Quantification of insoluble TDP‐43 peptide species within CNS tissue (A) serial fractionation of motor cortex brain tissue for the enrichment of pathological TDP‐43 in the insoluble (urea) protein fraction. (B) The relative abundance of endogenous C‐ and N‐terminal TDP‐43 fragments was measured by MS‐PRM using fixed concentrations of commercially synthesised heavy isotope‐labelled peptides corresponding to the N‐ and C‐terminal ends of the TDP‐43 protein. (C) Immunoblot with an antibody against 409/410 phosphorylated TDP‐43 (Proteintech; 22309‐1) shows phosphorylated full‐length TDP‐43 and C‐terminal fragments in sporadic ALS. (D) The antibody against C‐terminal TDP‐43 (260–274, Proteintech; 12892‐1) reacts with full‐length TDP‐43 and C‐terminal fragments in sporadic ALS. No C‐terminal fragments are present in Y374X and a control ALS case without TDP‐43 pathology. (E) The antibody against N‐terminal TDP‐43 (1‐260 Proteintech; 10782‐2‐AP) labels proteins specific to the Y374X case including a lower molecular TDP‐43 protein at approximately 40 kDa consistent with the C‐terminal Y374X truncation. (F) The C‐ to N‐terminal peptide ratio quantified by MS‐PRM is increased in sporadic ALS but normal in the Y374X case. (G) Quantification of the N‐terminal cleaved peptide reveals an increase in C‐terminal fragments (CTFs) in sporadic ALS. (H) Quantification of the C‐terminal cleaved peptide reveals an increase in N‐terminal protein fragment species in the Y374X case

MS‐PRM enabled antibody‐free quantification of TDP‐43 fragments and confirmed the findings of the immunoblot analysis. Heavy isotope‐labelled peptides corresponding to the N‐ and C‐terminal ends of the TDP‐43 protein (Figure 4B) were synthesised and injected at fixed concentration to enable quantification of the endogenous N‐ and C‐terminal fragments. In Figure 4B, ‘Truncation 1’ corresponds to the isolated N‐terminal of TDP‐43 without the C‐terminal; ‘Truncation 2’ corresponds to the isolated C‐terminal of TDP‐43 without the N‐terminal. In sporadic ALS the C:N‐terminal peptide ratio (Figure 4F) and the N‐terminal cleaved peptide (Truncation 2, Figure 4G) were increased in the insoluble fraction in line with the presence of C‐terminal fragments, compared to ALS caused by p.I114‐T, p.D102N or p.I113T mutations within SOD1. However, in Y374X TDP‐43 the C:N‐terminal ratio was normal (Figure 4F) and there was a relative increase in abundance of the C‐terminal cleaved peptide (Truncation 1, Figure 4H) consistent with active expression of additional N‐terminal protein fragments including but not limited to the C‐terminal truncated Y374X TDP‐43 protein. In Figure 4G, Truncation 2 was undetectable in two measurements of ALS‐SOD1 so these results were not plotted.
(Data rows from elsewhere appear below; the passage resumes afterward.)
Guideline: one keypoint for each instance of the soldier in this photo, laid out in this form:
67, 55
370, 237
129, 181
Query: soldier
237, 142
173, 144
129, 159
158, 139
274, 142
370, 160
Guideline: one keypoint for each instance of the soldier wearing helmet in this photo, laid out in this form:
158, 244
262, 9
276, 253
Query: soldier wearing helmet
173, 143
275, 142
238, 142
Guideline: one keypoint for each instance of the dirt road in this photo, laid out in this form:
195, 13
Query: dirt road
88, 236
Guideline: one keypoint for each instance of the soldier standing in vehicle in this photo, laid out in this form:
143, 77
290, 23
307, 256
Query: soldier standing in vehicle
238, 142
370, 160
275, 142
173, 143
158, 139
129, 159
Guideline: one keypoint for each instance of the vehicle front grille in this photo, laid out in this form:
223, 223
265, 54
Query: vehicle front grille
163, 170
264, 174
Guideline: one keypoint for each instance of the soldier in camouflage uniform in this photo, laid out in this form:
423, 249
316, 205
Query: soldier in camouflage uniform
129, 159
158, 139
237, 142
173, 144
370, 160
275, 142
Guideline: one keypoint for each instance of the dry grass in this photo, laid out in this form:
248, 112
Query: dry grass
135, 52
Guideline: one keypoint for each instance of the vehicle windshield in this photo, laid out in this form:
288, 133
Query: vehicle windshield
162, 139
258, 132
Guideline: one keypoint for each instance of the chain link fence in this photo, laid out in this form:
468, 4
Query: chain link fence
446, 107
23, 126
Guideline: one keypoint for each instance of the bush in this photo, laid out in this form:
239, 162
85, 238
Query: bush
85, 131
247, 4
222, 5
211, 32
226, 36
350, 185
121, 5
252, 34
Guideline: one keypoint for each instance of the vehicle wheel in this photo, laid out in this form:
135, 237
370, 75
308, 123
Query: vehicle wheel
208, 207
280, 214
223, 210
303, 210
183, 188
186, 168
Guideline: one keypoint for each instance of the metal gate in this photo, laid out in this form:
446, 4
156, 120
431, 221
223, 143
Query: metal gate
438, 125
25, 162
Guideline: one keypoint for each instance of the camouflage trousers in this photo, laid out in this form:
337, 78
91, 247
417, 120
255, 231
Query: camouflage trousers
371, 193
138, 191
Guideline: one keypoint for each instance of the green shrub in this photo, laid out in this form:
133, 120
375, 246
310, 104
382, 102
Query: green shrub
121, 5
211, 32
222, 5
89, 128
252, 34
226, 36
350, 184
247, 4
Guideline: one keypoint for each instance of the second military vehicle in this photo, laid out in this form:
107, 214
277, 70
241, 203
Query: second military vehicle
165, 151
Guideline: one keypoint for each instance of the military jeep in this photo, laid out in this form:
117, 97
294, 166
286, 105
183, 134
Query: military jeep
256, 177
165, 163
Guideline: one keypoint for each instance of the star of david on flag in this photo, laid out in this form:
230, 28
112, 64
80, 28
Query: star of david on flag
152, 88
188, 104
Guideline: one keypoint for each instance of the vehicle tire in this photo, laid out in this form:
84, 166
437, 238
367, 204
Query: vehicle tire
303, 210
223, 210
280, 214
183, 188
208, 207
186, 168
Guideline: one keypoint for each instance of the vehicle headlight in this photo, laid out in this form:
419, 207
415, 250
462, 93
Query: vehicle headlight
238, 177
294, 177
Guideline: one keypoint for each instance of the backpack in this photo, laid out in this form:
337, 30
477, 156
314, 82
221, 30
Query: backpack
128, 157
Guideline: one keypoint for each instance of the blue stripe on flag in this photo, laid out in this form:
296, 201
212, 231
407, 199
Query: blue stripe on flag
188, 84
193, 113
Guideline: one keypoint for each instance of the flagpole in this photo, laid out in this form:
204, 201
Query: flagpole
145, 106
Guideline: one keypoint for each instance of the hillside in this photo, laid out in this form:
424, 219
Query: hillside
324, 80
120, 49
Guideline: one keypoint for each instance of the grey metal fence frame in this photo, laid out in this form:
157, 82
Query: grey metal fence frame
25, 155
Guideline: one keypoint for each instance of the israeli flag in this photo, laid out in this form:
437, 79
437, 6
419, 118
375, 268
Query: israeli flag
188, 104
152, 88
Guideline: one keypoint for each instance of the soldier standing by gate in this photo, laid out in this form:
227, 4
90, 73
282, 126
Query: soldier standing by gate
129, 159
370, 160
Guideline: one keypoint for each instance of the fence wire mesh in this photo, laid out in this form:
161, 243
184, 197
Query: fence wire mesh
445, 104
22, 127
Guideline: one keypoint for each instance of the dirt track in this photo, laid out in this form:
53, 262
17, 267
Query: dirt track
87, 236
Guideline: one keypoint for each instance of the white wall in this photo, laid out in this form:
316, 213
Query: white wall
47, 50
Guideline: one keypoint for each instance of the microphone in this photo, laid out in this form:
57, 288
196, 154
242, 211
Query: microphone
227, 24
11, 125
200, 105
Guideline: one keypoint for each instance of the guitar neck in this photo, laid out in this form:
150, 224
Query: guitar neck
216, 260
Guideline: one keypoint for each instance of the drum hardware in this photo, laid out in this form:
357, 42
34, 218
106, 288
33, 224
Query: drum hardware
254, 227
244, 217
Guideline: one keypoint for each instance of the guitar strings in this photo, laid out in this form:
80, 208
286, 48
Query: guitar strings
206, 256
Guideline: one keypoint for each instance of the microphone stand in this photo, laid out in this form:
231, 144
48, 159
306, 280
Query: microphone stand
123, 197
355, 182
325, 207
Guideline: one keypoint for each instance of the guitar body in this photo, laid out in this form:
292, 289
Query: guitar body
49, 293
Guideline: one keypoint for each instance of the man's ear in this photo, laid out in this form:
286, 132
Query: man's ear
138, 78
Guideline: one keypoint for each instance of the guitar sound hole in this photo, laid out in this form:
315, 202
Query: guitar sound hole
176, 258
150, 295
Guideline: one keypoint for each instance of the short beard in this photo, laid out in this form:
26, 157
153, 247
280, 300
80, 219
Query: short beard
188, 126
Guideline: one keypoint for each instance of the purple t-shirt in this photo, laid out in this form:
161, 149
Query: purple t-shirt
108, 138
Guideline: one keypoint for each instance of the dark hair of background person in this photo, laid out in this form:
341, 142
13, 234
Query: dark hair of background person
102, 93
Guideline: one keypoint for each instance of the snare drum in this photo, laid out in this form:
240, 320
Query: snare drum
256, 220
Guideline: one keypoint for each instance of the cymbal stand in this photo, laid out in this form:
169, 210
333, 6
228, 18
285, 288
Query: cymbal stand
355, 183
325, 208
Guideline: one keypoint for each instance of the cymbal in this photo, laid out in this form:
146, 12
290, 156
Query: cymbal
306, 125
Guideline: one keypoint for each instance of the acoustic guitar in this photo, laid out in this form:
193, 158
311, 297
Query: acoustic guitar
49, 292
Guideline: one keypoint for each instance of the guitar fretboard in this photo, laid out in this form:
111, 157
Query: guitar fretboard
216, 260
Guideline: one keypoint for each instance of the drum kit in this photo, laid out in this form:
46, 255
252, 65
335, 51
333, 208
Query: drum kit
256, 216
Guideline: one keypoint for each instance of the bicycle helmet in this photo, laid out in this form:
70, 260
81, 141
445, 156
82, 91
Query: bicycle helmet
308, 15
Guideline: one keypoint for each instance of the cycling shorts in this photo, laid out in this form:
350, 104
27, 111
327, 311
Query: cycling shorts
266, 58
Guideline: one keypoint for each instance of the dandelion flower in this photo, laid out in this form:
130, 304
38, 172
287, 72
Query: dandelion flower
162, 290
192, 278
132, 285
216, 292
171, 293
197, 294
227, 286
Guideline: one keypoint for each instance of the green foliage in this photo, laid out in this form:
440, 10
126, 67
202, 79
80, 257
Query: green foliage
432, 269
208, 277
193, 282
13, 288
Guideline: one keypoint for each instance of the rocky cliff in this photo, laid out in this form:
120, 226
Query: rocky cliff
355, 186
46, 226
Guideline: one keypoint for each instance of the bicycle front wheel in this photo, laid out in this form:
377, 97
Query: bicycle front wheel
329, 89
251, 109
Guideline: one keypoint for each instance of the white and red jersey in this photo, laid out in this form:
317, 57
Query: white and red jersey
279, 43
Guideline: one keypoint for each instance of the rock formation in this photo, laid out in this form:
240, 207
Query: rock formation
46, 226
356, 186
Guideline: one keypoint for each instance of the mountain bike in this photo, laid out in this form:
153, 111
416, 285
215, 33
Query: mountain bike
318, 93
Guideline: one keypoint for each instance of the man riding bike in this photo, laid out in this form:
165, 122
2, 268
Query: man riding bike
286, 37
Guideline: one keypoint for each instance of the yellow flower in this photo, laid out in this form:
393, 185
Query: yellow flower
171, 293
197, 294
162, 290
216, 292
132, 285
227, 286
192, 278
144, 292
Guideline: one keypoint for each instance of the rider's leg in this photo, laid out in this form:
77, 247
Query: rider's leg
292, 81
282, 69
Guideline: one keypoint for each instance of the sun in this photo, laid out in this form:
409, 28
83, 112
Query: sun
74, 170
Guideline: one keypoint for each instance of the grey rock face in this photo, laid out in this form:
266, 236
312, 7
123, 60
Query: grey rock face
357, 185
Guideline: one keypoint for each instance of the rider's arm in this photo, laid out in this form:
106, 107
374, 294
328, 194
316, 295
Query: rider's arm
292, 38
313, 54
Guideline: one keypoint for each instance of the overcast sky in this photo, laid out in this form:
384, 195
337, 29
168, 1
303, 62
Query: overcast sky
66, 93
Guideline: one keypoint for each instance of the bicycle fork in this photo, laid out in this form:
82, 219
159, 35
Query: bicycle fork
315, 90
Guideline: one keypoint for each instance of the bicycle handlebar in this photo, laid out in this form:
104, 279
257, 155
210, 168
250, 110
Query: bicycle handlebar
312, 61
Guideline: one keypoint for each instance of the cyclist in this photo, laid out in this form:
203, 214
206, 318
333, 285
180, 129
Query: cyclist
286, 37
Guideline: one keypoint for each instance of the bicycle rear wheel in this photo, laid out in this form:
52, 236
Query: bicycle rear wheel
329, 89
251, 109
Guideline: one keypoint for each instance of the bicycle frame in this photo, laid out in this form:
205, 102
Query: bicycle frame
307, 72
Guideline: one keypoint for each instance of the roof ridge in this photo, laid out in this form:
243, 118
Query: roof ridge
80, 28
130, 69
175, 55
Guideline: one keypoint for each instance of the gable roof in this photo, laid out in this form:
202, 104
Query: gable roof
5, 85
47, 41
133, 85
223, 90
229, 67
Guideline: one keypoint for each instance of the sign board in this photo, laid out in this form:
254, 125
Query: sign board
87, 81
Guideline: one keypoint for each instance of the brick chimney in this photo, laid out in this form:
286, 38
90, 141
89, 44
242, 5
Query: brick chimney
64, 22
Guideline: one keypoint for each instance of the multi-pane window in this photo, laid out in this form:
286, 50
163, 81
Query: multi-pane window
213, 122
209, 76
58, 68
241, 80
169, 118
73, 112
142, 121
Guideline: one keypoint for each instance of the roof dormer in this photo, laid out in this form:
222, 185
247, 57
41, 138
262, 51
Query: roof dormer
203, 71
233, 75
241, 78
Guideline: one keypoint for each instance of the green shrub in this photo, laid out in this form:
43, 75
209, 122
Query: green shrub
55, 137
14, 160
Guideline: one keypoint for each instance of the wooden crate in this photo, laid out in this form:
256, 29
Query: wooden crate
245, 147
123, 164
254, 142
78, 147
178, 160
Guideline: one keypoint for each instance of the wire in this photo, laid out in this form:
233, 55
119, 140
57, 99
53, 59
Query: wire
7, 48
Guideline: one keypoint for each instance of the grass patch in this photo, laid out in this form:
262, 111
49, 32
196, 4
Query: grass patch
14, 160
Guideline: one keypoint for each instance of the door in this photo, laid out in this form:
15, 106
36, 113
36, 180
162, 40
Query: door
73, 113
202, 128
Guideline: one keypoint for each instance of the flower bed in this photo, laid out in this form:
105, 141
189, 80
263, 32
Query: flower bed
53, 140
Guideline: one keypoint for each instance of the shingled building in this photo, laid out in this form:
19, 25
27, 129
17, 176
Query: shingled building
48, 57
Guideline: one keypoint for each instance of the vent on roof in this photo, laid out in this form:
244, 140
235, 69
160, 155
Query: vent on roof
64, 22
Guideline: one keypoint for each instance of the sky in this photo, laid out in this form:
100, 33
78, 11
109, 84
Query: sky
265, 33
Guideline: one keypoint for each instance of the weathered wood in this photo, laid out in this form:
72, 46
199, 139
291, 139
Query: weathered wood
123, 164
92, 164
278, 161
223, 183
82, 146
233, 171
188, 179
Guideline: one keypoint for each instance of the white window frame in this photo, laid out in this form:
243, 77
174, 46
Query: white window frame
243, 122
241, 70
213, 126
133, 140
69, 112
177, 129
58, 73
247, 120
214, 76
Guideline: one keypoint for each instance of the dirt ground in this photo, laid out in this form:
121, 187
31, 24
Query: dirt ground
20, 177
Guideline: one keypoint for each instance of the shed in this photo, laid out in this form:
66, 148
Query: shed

3.6. Effect of the truncated protein on mRNA splicing

Our analysis suggests that the quantity of total TDP‐43 protein is reduced in the presence of the Y374X mutation (Figure 3D,E) and therefore we set out to measure whether there was a reduction in TDP‐43 function. A semi‐quantitative PCR was performed to determine if splicing activity was altered. Splicing of the POLDIP3/SKAR gene is altered by loss of TDP‐43 function resulting in exclusion of exon 3, and so RT‐PCR for this gene was performed [18, 27]. The relative quantities of transcript variant 1 and variant 2 (no exon 3) in three patients and three control fibroblast lines were determined by densitometry following agarose gel electrophoresis of RT‐PCR products and were not significantly different (unpaired t‐test p = 0.2165, Figure 5A). However, the splicing ratio in motor cortex tissue from a single case–control pairing was also determined and indicated increased relative abundance of variant 2 (lacking exon 3) (Figure 5B), as would be expected for a loss of function in TDP‐43 [18].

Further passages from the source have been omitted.